海沿いのテトラポットから上一面が赤く染まり、黒だかグレーだか、青だか表現しずらい雲がまばらに赤色を引き立てていた。
告白なんてした事がない。したら相手が困るからだ。
世界はノーマルの為にある。例え、「今は時代が時代だから。」と言われても、アブノーマルな者はそれを信じない。
他人の話にいつも身を震わせる日々で、35年も経ってしまった。
小学校の頃は、友達との距離感が変じゃないかと噂されたのを聞き、すぐに行いを省みた。
中学校の頃に、隣のクラスの同性愛者がすぐに摘発され、ノーマルの優しい嘘に怯えるようになった。
成人してやっと見つけた集いの場で、元彼氏にアウティングされたらしい男が、職を失って管を巻くまで飲んでいるのを見て、二度とその場所に行けなくなった。仲間だって、明日は敵かも知れない。
別にいい。別に好きにもなれないのだから。大丈夫。
そう自分に言い聞かせて、自分を騙し続ける。
異性には、正しい興味を持てない。
同性には、自分の間違った興味を押し付けられない。
そうしたら、「好きになってもいい人」なんてどこにも居なくなった。
今は、自他ともに認める「博愛主義者」だ。
会社帰りに友達から、前のデートの時に見つけたという絶景スポットに1人で寄ってみた。

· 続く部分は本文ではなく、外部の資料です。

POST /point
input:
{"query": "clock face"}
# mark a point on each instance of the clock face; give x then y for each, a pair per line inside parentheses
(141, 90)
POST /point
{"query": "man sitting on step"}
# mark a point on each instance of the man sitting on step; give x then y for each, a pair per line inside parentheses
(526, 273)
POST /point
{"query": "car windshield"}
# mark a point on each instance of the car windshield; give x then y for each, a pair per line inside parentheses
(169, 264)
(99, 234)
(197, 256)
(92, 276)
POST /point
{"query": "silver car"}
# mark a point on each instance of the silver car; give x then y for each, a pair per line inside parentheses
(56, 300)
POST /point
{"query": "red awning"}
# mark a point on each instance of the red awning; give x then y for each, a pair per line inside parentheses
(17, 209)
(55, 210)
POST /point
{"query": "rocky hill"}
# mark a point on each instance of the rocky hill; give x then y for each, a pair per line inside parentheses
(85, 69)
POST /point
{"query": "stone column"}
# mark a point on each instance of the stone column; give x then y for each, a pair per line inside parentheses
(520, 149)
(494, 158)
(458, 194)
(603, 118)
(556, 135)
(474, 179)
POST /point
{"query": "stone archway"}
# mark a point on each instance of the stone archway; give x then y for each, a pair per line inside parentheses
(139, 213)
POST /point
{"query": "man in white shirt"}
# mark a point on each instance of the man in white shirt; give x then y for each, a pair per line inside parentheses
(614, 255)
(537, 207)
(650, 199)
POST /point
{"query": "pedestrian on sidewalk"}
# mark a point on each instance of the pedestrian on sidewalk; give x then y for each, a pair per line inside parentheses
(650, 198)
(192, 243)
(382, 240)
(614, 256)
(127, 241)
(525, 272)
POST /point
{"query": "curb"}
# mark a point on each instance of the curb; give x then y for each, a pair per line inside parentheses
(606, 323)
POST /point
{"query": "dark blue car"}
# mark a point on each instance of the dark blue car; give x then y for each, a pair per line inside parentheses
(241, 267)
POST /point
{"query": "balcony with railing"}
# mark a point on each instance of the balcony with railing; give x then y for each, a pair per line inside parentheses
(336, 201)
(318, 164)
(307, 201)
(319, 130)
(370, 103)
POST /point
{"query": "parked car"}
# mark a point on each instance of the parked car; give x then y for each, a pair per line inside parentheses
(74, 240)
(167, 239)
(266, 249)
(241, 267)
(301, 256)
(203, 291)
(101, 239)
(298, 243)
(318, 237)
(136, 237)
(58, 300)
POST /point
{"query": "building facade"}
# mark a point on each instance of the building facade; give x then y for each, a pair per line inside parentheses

降りたことのないバス停で、恐る恐る教えられた道を進む。
「お前も、デートの時に使っていいよ。」
ありがたい事に相手がいないとは思われていないみたいだった。
随分遠くからでも、視界は赤く染まった。
近づくにつれ、友達の言葉に納得する。
「俺、あそこでプロポーズしたら断られない気がする。」
確かに。ここで愛を伝えられて断られるなど想像出来ない。
付き合っている人などいない。
それどころか、自分の素性を話した事もない。
話したいと思ったことも無い。
それでも、「いいよ。」と言われてる気がした。